Le règlement européen n°650/2012 sur les successions internationales entre en application à partir du 17 août. La loi du dernier domicile habituel du défunt s’appliquera à l’ensemble de ses biens à moins qu’il n’ait choisi, par testament, la loi du pays dont il a la nationalité.

Le règlement européen uniformise les règles de désignation du droit applicable en matière de successions dans l’ensemble des pays de l’Union européenne.

Jusqu’au 17 août, deux systèmes cohabitent :
– Dans certains états, dont la France, les biens immobiliers sont soumis à la loi de leur situation, c’est-à-dire celle du pays où ils se trouvent.
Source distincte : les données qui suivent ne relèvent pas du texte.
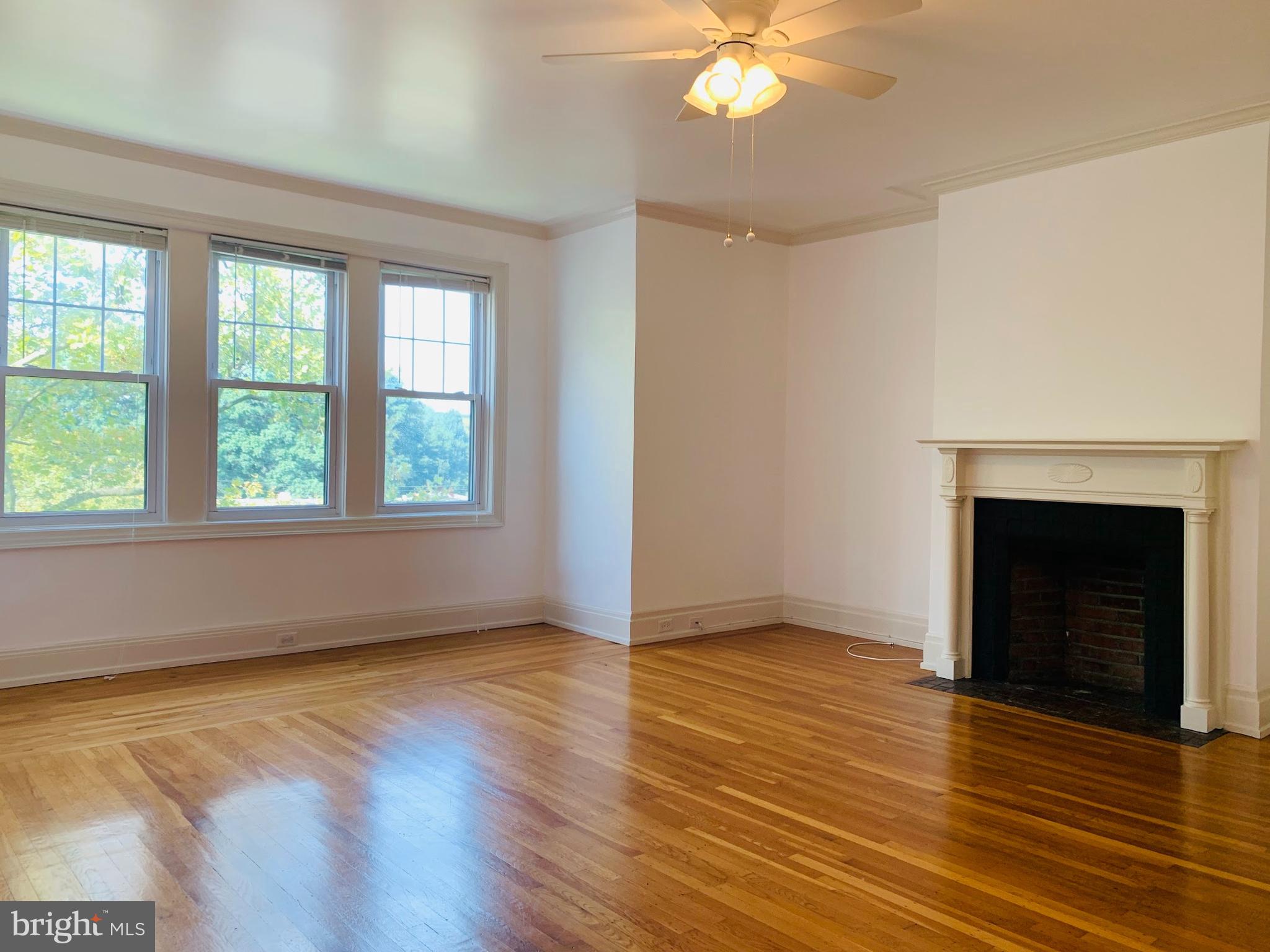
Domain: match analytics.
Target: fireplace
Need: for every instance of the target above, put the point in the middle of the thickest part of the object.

Deux législations, voire plus, peuvent se superposer suivant l’emplacement du patrimoine du défunt au moment de son décès.
– Dans d’autres pays, une seule loi s’applique à l’ensemble des opérations d’une succession : soit celle de la nationalité du défunt, soit celle de sa dernière résidence habituelle.

Simplification
A compter du 17 août, l’unité de loi devient la règle partout. Une seule et même loi s’appliquera à la succession de l’ensemble des biens du défunt, en principe celle de sa dernière résidence habituelle.

Choix testamentaire
Le règlement européen introduit une autre grande innovation. Elle permet à chacun de choisir, par testament, la loi – du pays dont il a la nationalité- qui s’appliquera à la succession. En cas de nationalités multiples, l’une ou l’autre peut être choisie.
Bon à savoir :
– Un notaire français peut gérer une succession même si le défunt avait sa résidence habituelle à l’étranger ;
– Le nouveau règlement européen n’a pas d’incidence sur la fiscalité. Au moment de rédiger son testament, il faut donc bien vérifier que la fiscalité ne remet pas en cause les souhaits ou montages envisagés.